I wish u knew… Nutrition During Cancer Treatment


Tim.Hampshire
Tim Hampshire

Cancer patients have a lot of special dietary needs. Treatments like radiation therapy and chemotherapy tend to wreak havoc on the digestive faculties. Appetite is often reduced and simple acts like swallowing and eating can become very painful. Patients with cancers of the gastrointestinal tract are especially affected.

“Well,” you might say, “lots of people lose weight when they’re sick. It’s not too bad, right?”

Karen Wagner can tell you in many words exactly how wrong you are. As a dietician counseling cancer patients at the Abramson Cancer Center, she knows for sure that weight maintenance is paramount. Let’s say you’re receiving radiotherapy. To put it simply: if your size changes, the way you fit into the machine changes. The doctors treating you have to run measurements and simulations all over again to recalculate the proper dose you receive. And if you’re suddenly much smaller and can’t take on as much radiation as it would take to kill your tumor, the sudden dose reduction does you no favors.

That’s just one example. Chemo patients tend to lose weight as well, and the dehydration and diarrhea that accompany the rapid weight loss often reduce the efficacy of the drugs.

The message is simple: maintain the patient’s weight. Karen has plenty of tricks up her sleeve to help her do it. Among them: avocadoes, peanut butter, Ensure, enzyme supplements, and, if absolutely necessary, feeding tubes.

Most dieticians make a living telling people to consume high-fat foods in moderation. Karen just hopes the extra butter will prevent pancreatic cancer patients’ internal organs from deteriorating.

This is the guerrilla warfare of nutrition counseling. She really does whatever is necessary to get patients through their harrowing treatments. Some patients actually gain weight. She can curtail that. Some patients come in very overweight, and it would actually be appropriate for them to lose some weight very slowly, in a healthy way. She can make sure that happens.

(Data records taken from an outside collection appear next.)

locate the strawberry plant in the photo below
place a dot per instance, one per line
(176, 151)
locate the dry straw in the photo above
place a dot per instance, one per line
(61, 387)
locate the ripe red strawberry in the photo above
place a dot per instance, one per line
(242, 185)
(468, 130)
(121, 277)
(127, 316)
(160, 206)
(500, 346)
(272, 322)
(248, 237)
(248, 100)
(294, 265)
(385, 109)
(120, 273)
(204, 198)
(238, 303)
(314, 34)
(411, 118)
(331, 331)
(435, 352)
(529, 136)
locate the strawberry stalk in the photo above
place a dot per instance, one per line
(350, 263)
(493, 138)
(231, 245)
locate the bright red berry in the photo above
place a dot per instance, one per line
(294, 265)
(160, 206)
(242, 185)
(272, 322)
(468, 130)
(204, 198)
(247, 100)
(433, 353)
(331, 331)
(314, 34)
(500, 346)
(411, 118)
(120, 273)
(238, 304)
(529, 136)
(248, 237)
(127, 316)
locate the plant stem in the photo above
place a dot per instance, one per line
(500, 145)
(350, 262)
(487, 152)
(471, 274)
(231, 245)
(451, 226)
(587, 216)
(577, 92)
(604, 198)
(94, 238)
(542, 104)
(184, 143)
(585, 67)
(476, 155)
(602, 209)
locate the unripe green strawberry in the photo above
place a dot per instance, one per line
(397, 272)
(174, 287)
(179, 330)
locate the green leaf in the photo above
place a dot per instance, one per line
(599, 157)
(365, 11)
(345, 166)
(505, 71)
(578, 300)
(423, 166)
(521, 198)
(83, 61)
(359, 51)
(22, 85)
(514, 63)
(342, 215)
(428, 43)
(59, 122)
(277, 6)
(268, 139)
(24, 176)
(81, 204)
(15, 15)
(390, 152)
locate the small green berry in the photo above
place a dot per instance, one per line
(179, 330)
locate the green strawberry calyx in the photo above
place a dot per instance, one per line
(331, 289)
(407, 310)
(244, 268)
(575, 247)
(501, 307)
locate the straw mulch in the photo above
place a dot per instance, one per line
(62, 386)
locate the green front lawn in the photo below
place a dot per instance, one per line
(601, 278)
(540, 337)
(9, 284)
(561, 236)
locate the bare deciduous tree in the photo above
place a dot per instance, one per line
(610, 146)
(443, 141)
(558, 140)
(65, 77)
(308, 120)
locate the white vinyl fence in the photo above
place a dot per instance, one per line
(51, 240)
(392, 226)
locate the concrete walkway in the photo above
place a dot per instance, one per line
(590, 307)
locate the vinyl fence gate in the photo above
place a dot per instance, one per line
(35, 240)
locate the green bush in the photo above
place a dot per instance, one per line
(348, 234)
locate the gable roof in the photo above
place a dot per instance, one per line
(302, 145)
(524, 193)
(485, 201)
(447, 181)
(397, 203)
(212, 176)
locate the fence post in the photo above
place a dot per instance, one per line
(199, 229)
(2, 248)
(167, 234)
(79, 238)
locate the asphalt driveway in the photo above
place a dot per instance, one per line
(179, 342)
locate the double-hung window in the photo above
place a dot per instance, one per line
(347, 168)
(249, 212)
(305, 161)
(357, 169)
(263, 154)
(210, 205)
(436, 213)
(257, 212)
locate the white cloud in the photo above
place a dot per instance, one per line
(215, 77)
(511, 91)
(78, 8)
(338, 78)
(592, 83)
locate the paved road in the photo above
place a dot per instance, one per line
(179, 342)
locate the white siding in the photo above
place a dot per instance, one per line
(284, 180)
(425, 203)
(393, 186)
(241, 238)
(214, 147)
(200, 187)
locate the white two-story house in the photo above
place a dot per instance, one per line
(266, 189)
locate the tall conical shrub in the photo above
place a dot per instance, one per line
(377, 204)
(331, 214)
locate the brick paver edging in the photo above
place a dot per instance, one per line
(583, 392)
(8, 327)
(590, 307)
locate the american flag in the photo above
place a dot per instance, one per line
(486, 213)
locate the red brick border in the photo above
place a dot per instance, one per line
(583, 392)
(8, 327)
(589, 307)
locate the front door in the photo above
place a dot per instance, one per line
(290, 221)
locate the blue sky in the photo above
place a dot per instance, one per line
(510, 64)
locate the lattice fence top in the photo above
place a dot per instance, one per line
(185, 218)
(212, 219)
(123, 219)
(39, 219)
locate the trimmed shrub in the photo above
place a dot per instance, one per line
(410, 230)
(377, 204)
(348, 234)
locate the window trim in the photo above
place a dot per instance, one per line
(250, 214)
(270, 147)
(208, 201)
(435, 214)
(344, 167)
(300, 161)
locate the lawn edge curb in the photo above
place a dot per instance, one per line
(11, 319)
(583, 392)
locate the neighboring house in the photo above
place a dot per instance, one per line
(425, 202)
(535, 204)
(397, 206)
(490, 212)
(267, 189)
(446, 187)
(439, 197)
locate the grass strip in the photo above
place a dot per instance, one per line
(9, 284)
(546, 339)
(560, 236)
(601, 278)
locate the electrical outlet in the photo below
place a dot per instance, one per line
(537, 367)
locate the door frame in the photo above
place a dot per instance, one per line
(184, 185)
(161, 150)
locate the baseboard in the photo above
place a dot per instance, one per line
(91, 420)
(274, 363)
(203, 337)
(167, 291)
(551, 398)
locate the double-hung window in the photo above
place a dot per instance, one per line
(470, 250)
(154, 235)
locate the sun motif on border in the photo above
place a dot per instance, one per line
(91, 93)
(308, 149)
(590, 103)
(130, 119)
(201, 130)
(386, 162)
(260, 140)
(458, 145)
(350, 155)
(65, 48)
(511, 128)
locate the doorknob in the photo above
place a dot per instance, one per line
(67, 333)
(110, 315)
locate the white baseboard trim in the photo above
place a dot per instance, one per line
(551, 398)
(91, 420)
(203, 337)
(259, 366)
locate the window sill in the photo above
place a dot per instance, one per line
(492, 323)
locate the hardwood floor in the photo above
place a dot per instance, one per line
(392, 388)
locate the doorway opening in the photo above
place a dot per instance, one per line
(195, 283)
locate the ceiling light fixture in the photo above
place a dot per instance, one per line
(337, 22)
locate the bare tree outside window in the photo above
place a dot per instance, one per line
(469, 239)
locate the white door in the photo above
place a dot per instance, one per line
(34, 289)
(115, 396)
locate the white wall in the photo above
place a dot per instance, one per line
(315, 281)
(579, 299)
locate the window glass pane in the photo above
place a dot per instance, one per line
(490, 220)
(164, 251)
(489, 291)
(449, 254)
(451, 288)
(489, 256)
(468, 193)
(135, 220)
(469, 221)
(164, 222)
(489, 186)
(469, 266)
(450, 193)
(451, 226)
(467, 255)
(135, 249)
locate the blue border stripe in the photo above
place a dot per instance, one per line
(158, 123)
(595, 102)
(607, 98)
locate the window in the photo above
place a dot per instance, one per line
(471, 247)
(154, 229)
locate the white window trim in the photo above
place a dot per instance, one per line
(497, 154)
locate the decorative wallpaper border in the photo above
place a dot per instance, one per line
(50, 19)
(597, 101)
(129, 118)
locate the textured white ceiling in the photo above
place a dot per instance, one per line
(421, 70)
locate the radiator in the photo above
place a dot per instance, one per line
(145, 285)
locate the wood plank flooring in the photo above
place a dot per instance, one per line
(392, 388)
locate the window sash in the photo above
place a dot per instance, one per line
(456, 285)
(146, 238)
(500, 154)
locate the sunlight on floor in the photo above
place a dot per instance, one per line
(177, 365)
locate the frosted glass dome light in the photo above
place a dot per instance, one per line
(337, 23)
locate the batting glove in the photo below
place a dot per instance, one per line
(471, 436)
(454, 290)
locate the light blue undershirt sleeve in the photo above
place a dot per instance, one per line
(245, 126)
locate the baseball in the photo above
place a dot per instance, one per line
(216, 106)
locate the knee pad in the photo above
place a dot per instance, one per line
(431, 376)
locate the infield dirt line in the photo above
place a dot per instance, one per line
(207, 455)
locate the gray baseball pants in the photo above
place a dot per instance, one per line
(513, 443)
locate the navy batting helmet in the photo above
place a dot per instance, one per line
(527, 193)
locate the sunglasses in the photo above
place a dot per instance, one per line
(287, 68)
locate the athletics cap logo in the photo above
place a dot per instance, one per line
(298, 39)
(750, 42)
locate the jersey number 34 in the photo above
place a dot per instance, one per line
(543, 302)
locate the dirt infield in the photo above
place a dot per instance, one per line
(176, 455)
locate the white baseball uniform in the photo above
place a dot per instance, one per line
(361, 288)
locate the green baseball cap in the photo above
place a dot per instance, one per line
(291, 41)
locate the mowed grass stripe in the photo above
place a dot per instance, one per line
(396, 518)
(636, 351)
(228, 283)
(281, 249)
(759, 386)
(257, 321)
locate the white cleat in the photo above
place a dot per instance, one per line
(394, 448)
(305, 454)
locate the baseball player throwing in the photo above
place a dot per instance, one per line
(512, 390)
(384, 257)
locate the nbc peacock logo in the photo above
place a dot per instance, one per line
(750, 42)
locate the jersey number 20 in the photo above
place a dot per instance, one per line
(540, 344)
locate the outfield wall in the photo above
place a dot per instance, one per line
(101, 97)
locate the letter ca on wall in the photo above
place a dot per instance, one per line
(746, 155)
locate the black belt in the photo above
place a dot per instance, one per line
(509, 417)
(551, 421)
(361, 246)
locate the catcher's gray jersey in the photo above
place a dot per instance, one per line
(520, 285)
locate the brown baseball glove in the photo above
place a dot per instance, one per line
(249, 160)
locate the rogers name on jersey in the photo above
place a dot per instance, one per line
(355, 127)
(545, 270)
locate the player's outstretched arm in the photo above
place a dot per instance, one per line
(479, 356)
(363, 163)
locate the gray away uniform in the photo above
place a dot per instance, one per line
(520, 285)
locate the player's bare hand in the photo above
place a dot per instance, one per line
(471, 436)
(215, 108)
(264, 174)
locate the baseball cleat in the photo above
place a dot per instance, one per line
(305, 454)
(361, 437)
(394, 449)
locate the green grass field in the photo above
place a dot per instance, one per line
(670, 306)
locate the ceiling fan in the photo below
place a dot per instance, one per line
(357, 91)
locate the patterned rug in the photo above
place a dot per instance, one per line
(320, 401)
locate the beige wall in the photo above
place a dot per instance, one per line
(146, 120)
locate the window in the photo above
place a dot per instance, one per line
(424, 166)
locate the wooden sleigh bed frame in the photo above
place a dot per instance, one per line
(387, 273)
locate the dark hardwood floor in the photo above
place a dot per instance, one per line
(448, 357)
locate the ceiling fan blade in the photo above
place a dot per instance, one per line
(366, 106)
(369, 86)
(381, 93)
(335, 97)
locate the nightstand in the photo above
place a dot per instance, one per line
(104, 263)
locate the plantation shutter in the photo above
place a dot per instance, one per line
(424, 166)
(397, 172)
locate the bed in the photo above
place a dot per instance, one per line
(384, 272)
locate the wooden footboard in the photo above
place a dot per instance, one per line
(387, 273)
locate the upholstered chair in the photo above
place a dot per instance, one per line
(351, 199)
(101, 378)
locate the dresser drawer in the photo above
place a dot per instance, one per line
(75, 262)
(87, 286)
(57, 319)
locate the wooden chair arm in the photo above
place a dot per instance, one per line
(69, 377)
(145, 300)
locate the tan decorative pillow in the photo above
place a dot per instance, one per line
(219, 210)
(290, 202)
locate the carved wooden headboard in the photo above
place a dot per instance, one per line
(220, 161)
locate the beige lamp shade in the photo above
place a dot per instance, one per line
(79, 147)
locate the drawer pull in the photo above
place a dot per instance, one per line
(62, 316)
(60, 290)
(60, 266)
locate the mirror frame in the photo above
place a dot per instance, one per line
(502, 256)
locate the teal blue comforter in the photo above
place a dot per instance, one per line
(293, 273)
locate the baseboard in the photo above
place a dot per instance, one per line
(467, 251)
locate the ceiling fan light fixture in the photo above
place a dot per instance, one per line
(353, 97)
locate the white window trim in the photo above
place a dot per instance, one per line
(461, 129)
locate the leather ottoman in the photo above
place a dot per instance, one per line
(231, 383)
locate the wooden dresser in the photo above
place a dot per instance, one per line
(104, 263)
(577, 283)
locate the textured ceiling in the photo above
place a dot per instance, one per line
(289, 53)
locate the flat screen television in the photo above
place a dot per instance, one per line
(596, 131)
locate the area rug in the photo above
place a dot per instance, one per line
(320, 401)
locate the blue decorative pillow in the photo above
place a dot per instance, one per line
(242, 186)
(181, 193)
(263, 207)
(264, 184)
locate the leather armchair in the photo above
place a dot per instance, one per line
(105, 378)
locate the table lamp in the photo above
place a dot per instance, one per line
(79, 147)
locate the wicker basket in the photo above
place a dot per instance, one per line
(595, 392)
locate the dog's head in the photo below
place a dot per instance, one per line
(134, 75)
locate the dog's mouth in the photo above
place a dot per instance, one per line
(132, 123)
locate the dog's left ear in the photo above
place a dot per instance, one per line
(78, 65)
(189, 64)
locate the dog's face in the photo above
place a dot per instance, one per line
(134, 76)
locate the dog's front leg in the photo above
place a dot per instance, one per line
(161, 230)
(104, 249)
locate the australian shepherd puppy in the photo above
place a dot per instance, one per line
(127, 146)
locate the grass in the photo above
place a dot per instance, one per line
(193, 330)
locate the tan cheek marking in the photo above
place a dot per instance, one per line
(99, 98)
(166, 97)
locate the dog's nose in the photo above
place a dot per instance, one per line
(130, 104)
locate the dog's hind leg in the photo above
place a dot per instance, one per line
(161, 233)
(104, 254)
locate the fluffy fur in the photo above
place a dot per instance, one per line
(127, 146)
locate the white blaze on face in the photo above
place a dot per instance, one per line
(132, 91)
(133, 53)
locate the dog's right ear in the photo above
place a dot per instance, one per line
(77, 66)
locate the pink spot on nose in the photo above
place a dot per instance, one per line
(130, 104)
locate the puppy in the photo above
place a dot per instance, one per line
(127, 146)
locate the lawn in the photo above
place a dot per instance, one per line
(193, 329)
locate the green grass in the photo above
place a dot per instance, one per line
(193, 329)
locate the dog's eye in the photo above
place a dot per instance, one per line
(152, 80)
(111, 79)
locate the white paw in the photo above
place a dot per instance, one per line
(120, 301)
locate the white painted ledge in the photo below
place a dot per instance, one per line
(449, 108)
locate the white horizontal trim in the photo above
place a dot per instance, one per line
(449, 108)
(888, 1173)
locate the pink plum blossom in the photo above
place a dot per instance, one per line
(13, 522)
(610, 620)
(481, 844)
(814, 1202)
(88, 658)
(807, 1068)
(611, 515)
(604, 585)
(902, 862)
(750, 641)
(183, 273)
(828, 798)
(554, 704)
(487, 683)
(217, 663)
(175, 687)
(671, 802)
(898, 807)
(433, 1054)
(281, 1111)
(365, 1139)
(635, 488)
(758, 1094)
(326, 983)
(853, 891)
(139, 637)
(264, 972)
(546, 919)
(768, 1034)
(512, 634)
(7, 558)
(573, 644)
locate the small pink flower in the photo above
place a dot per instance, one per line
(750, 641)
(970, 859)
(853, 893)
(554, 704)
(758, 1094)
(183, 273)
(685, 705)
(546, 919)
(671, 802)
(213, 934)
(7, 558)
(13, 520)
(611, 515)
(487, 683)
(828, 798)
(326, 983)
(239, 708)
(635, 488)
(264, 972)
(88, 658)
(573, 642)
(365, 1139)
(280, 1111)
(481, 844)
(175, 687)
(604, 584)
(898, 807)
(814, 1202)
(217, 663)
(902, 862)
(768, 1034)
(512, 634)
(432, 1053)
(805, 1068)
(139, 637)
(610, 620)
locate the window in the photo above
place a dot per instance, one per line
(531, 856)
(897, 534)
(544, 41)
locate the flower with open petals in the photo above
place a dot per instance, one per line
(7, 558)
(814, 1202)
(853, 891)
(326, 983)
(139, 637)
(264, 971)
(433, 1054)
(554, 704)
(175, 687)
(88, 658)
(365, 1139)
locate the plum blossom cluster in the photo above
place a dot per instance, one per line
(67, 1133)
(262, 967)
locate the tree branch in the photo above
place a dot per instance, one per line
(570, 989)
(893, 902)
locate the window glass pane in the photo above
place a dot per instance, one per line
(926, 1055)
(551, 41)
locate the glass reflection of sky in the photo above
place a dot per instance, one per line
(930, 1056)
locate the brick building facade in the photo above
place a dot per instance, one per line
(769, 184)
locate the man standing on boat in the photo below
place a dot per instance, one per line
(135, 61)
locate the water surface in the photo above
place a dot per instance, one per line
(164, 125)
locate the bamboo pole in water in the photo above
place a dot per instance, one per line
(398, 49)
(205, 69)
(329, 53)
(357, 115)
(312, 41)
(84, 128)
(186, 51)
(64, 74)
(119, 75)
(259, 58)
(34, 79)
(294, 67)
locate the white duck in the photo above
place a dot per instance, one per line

What she had to tell me was this: “Food should not be an additional source of guilt and stress while people are going through their cancer treatment.” It is often her job to make sure people don’t get obsessed with eating right, since no dietary choice will reverse the production of malignant cells (if there were such a choice, she would know it and recommend it often.) While food does fascinate her, and she recognizes that a healthy diet is a source of vitality, when somebody has cancer she finds herself needing to be very pragmatic.

For the most part, the best she can do is make sure the patient stays hydrated, stays at a stable weight, and is not experiencing horrible symptoms. Everything else is gravy (sometimes it is actually gravy.)